Friday, February 17, 2012:
We arrive at Winthrop Ballpark around 11:00, three hours before first pitch, to set up our equipment and prepare for an opening day doubleheader. In the first game, we have some frustrating technical issues, but eventually we get the issue resolved. It is a tough first game for the Jackets as well vs. Kent State. The Golden Flashes All-American P David Starn pitches eight shutout innings only allowing four singles, as Tech loses 5-0.
Second game goes better for us in the booth and on the field. Matthew Grimes pitches seven innings and only allows one hit and Zane Evans pitches two perfect innings to lead Tech to a 5-0 win over Winthrop.
Saturday, February 18, 2012:
At the hotel in the morning, we hear that there have been a few changes to the schedule because of weather expected tonight and tomorrow. Our game scheduled for today is moved up from 1:00 to noon and our game scheduled for tomorrow is moved to 7:00 tonight. The noon game goes by very quickly and the broadcast is even better than the day before. Tech gets revenge against Kent State winning 6-2, as Daniel Palka homers and scores four runs.
In between games Nolan and I get some lunch away from the ballpark and head back to the hotel for a break. Will Long, another Tech baseball announcer, made the trip up for the day to Rock Hill, where he worked last summer broadcasting for the Carolina Stingers of the Southern Collegiate Baseball League. As we arrive back at the ballpark we hear that our second game has been moved up an additional hour to try and beat the rain. We get set up just in time for the first pitch. Will and Nolan do play-by-play and I rotate in to do some color broadcasting for the final game of the weekend. Tech beats Winthrop again, this time 5-3, to start the season 3-1.
Sunday, February 19, 2012:
The team headed back last night, but Nolan and I stayed at the hotel.
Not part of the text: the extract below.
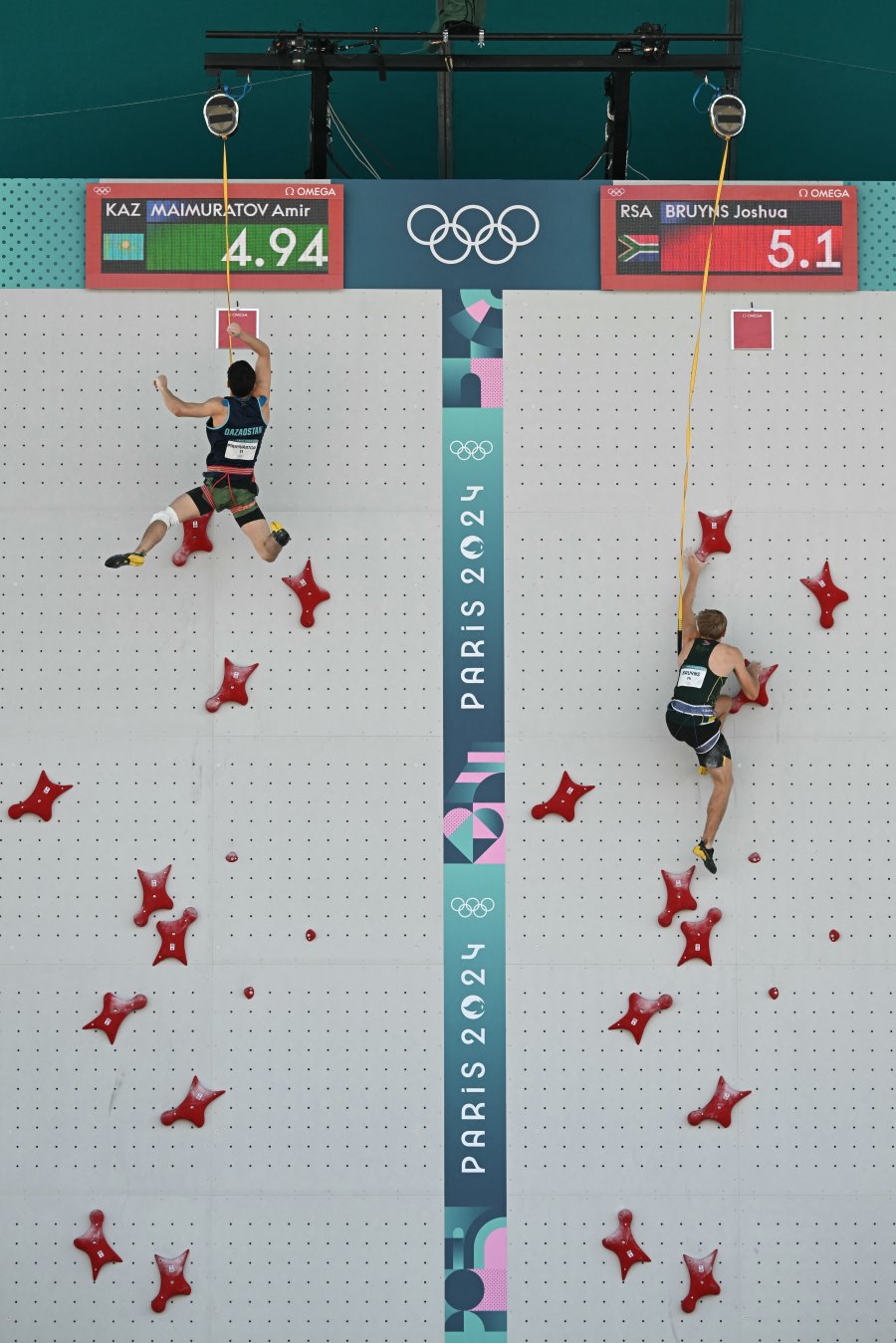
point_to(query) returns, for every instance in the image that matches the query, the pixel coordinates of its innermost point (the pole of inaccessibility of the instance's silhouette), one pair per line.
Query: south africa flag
(638, 247)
The weather forecasts were correct as it is a rainy day in Rock Hill that would not have been conducive for baseball. We check out of the hotel and make the drive back to Atlanta after a very successful first weekend of college baseball. I arrive back at my place around 4:00 and relax as I get set for another less busy week of school with more baseball.

As you can see, my schedule as a college student can be very busy at times, but I am challenging myself with school and getting some great opportunities to be involved with things that I love.
[Wade is announcing tonight’s home game against Ohio State.]